Type 1 Diabetes (T1D) is the most common form of diabetes affecting children, requiring lifelong administration of insulin to prevent complications. The incidence of T1D has increased more among African Americans, Hispanics, and Asian/Pacific Islanders compared to Caucasian youths in the past two decades. Despite advances in insulin delivery systems, fewer black and Hispanic children compared to white children with T1D use insulin pumps. Therefore, most minority children with T1D in urban areas require multiple daily injections (MDI) of insulin which may put them at increased risk of poor glycemic control. Although several factors contribute to worsening glycemic control in adolescents with T1D, studies have shown that missing doses of insulin at mealtimes is a major factor.
Adolescents with T1D who use MDI with a basal-bolus regimen use formulas to calculate insulin doses that involve a four-step process. The complexity of determining insulin doses contributes to inaccuracies in both timing of doses and amount of insulin given, both of which can lead to hyperglycemia and hypoglycemia.
The InPen™ Smart Insulin Pen System (Medtronics) was approved by the FDA for children of all ages with T1D in June 2020. The InPen is a Bluetooth-enabled smart insulin pen that helps with management of insulin dosing and tracking via capture of rapid-acting insulin doses and tracking of insulin in the body through the use of its companion app (free on Apple iOS and Android). The app includes a bolus calculator, which can lead to more accurate insulin dosing, which may improve glycemic control.

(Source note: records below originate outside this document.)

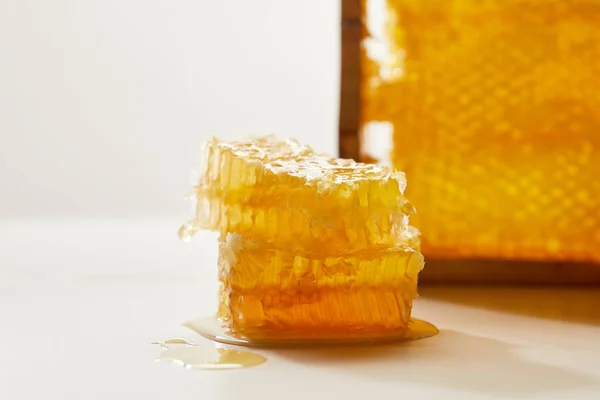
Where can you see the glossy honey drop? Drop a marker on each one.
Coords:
(191, 356)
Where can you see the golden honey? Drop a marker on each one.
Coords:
(493, 109)
(264, 288)
(310, 245)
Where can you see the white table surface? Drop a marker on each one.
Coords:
(80, 302)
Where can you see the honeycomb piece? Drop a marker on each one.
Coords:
(278, 191)
(268, 289)
(301, 230)
(493, 110)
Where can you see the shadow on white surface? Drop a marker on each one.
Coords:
(452, 360)
(566, 304)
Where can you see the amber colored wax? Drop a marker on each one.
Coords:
(494, 108)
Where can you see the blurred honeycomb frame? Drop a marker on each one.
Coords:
(441, 267)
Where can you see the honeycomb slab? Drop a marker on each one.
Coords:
(309, 244)
(492, 107)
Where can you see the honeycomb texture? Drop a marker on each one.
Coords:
(308, 244)
(494, 111)
(269, 189)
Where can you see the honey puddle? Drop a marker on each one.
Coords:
(212, 329)
(190, 356)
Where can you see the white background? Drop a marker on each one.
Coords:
(103, 103)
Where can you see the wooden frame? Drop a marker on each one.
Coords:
(438, 271)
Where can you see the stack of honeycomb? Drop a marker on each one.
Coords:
(309, 244)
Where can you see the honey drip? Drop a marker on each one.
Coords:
(213, 329)
(190, 356)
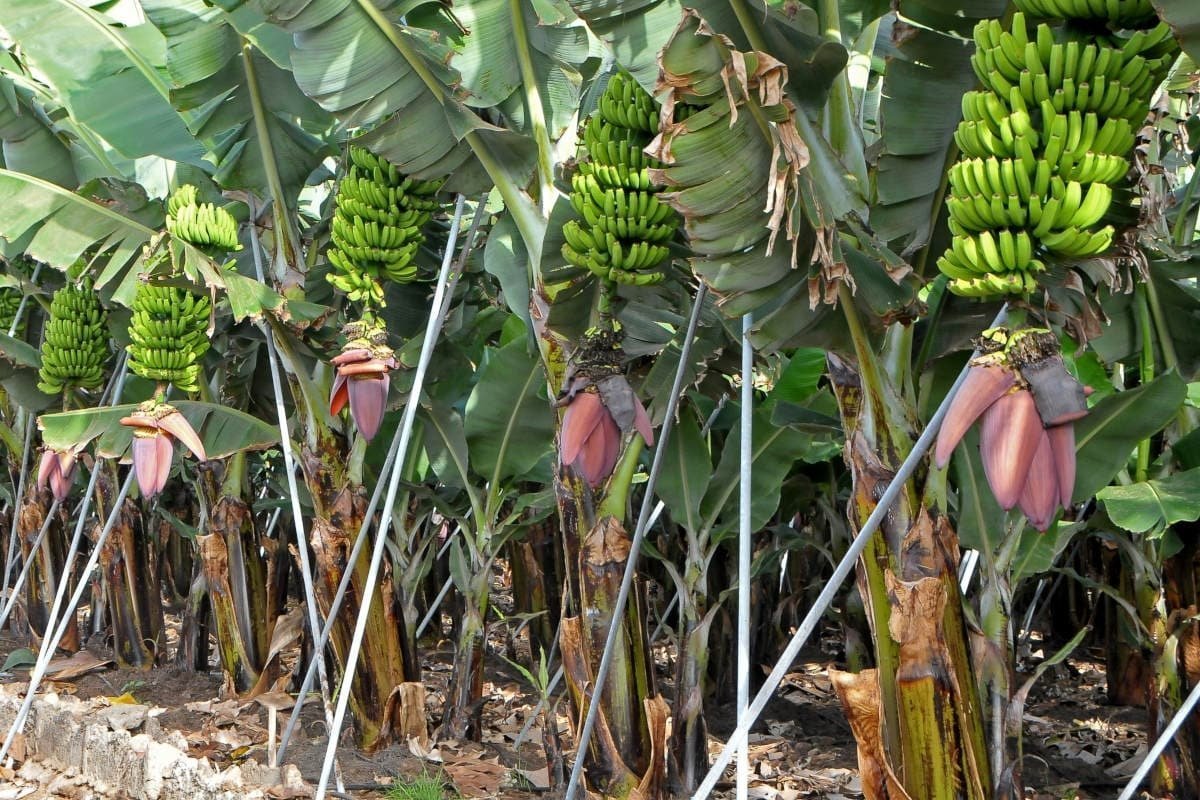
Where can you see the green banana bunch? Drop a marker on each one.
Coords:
(202, 224)
(168, 335)
(75, 348)
(10, 301)
(623, 229)
(1122, 13)
(1043, 143)
(377, 226)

The specific benefits of using the InPen include the following: simplifying insulin dose calculations, administering more accurate insulin doses, tracking insulin doses to help prevent hypoglycemia, providing reminders to administer insulin, and storing data in the InPen App that can be easily shared with diabetes healthcare teams to assist with adjusting insulin doses.
The goal of this study is to determine if use of the InPen will improve glycemic control and diabetes numeracy in adolescents with uncontrolled T1D living in urban areas.